Crosby, Stills & Nash have sold more than 30 million albums (including three No. 1s). In all, the group has released 18 studio, live and compilation albums, seven of which have gone gold or platinum. The album “Deja Vu” in 1970 sold 7 million copies, the 1974 compilation “So Far” sold 6 million, and three other discs of theirs sold at least 4 million copies.
The group’s most recent disc was the 2012 live disc “CSN 2012.”
The Byrds, who with Bob Dylan helped popularize folkrock music, put five albums in the Top 30 in the 1960s. Both “Mr. Tambourine Man” and “Turn! Turn! Turn!” hit No. 1.
Crosby also is a founding member of CPR, the band he formed with his son, James Raymond, and Jeff Pevar. The group has released four discs, the most recent of which was 2001’s “Just Like Gravity.”
Crosby has written two autobiographies, “Long Time Gone” and “Since Then.”
Crosby has released more than a half-dozen solo albums, starting with 1971’s “If Only I Could Remember My Name,” which hit the Top 15 and went gold.
Crosby, with Crosby, Stills & Nash, played Sands Bethlehem Event Center in July and also in June 2012.
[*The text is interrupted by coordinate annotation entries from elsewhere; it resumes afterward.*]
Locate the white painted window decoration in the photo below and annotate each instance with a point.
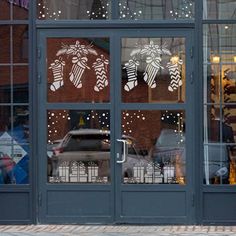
(153, 57)
(79, 53)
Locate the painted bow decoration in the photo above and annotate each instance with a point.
(153, 53)
(79, 53)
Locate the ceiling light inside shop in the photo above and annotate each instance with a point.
(216, 59)
(174, 59)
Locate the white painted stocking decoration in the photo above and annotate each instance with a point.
(175, 76)
(57, 70)
(77, 70)
(152, 68)
(100, 67)
(131, 68)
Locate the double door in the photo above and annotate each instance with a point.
(115, 137)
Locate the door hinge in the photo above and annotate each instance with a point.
(193, 200)
(39, 53)
(191, 52)
(39, 79)
(191, 78)
(40, 199)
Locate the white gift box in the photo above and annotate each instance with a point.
(92, 172)
(148, 179)
(149, 173)
(73, 179)
(158, 180)
(83, 178)
(64, 172)
(105, 179)
(139, 173)
(157, 173)
(169, 172)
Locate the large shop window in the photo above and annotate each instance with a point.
(127, 9)
(14, 99)
(219, 104)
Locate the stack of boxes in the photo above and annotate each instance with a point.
(169, 173)
(78, 173)
(138, 174)
(149, 174)
(157, 175)
(92, 172)
(64, 172)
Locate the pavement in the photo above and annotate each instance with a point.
(115, 230)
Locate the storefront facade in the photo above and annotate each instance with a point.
(117, 111)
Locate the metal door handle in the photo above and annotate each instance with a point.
(124, 151)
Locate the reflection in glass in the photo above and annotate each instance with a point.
(20, 84)
(20, 44)
(218, 9)
(156, 147)
(5, 44)
(5, 10)
(73, 9)
(78, 148)
(219, 43)
(149, 9)
(5, 84)
(153, 70)
(14, 148)
(220, 128)
(219, 86)
(78, 70)
(20, 9)
(218, 160)
(14, 163)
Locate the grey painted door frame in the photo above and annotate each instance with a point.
(118, 196)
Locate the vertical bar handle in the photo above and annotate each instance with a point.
(124, 151)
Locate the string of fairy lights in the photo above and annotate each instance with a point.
(101, 120)
(183, 9)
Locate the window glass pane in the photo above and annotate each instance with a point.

The group also sold out Musikfest’s 6,500-capacity former RiverPlace main stage in 2004 and played to a nearsellout crowd of 6,200 in 2009. It drew 5,392 people to the Great Allentown Fair in 2003, and also played the fair in 1985, 1989 (when it drew more than 8,000) and 1996.
Crosby and Nash played a duo show without Stills at Easton’s State Theatre in May 2011. Here Come The Mummies
will perform at 7:30 p.m. April 16. Tickets are $20-$35.
Made up of eight rockers dressed as 5,000-year-old Egyptian mummies, the band has performed with P-Funk, Al Green, Mavis Staples, KC and the Sunshine Band and Cheap Trick.
Other new shows are:
Damn The Torpedoes ,8 p.m. May 23. Tickets are $20$25. Tusk, 7:30 p.m. Nov. 27- 28, 2020. Tickets are $30-$35.